Nibali’s main rivals, Chris Froome (Sky) and Alberto Contador (Tinkoff Saxo), finished safely in the lead group, but another of the big four, Nairo Quintana, also found himself with plenty of ground to make up.
Stage 2 was won by Andre Greipel (Lotto Soudal), who took the green jersey and points classification lead as a result, with Fabian Cancellara (Trek Factory Racing) grabbing the yellow leader’s jersey by finishing third on the 166km route.
Nibali, who is 2min 9sec off the lead in the overal classification, was caught in a crash some 50km from the finish line as Etixx-Quick Step pulled the peloton along through crosswinds and rain from the North Sea. The 30-year-old couldn’t make contact with the leaders after that, and his efforts were compounded further by a puncture.
Movistar rider Quintana, 25, was also caught out in a hectic ride, and Nibali summed things up when he admitted he had no idea what was going on.

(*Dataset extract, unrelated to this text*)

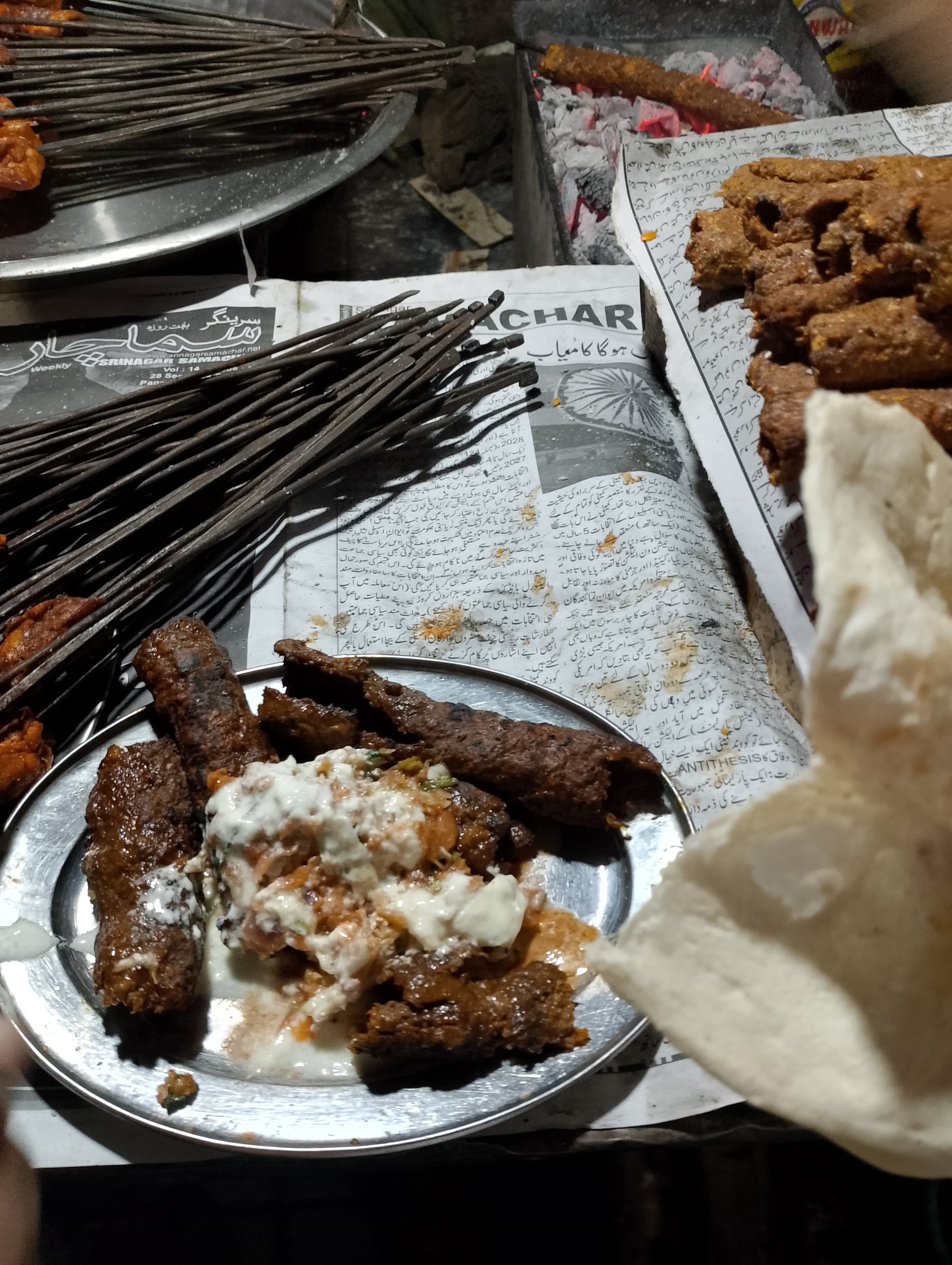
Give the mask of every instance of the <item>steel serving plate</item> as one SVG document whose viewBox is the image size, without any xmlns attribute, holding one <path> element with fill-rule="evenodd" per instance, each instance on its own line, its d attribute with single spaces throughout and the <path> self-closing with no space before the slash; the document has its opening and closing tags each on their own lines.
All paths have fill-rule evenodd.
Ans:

"We were following all day. I was behind (a crash) and I didn't quite understand what was happening," Nibali said, which proved a common theme among several riders after the finish.
"I managed to stay on my bike but I lost some ground there and to compound matters I also punctured.
"It was a question of bad luck, not my legs. That's cycling. You also have to accept these things."
Quintana’s sentiment was similar.
"With the rain and the crashes we had a bit of bad luck and we lost a bit of time, but we hope to get that back day by day," the Colombian said.
"We managed to maintain the team and worked with Astana to avoid losing more time."
Froome, the 2013 champion, remained in good shape thanks largely to a mammoth effort from Sky team-mates Ian Stannard and Geraint Thomas, who provided protection in amongst the chaos. he also made mention of the uncertainty that swept through the peloton just like the wind and rain.
"It was great to be up there with G (Thomas) and Yogi (Stannard) at the end. They did a great job in keeping me protected," said Froome.
"This is their playground and the classics style of racing is what they were born to do.
"This is a huge advantage for us now. We're two days down and I couldn't have hoped for much more at this point in the race."